The GrafGen package is for classifying Helicobacter pylori genomes
according to genetic distance from nine reference populations as defined
by equation 2 in Jin (2019). The main function is this package is
grafGen()
which requires a file of genotypes that can be
either a PLINK bed file or a VCF file.
if (!requireNamespace("BiocManager", quietly = TRUE))

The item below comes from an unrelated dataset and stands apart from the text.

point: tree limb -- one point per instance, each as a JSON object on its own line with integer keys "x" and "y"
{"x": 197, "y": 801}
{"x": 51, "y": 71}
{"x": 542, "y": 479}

install.packages("BiocManager")
BiocManager::install("GrafGen")
Before using the GrafGen package, it must be loaded into an R session.
library(GrafGen)
The GrafGen package includes example data which is a subset of the reference data that was used to train the model. The data is stored in the extdata folder.
dir <- system.file("extdata", package="GrafGen", mustWork=TRUE)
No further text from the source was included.